Numerous reptiles lack proper conservation assessment due to data deficiency (Bland & Böhm, 2016). Discovering ways to fill data gaps (e.g., Callaghan et al., 2019) without having to fund additional surveying efforts would be valuable at a time when natural history investigations are under appreciated but macro-ecological questions are popular (Ríos-Saldaña, Delibes-Mateos & Ferreira, 2018; McCallen et al., 2019). Overcoming data deficiencies should be prioritised; delays could result in occurrence data derived from distributions defined by human activity (realised niche), rather than the climatic or absolute niche of a species (Monsarrat et al., 2019). Improvements in occurrence data may help identify current distributions, but unstructured occurrence data cannot help quantify population trends sorely needed for many reptile species (Bland & Böhm, 2016; Bayraktarov et al., 2019).

The quantity and accessibility of social media species occurrence records is open for abuse.

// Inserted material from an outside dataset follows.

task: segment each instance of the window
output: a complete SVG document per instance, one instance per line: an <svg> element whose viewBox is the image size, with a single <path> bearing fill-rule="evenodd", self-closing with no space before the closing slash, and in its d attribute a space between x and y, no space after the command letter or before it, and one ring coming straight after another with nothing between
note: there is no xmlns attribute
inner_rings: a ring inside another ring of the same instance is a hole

In herpetology, there have been several cases of species being negatively affected by the scientific publication of location data (Stuart et al., 2006; Lindenmayer & Scheele, 2017) even though journals allow masked or partial publication (Lowe et al., 2017). While there is understandable fear in publishing the locations of new and desirable species in scientific literature, how long does it take for that information to enter the public sphere via geo-tagged photography? With the rapid growth geo-tagged images, being able to keep a desirable species protected by secrecy or gate-keeping may become increasingly difficult.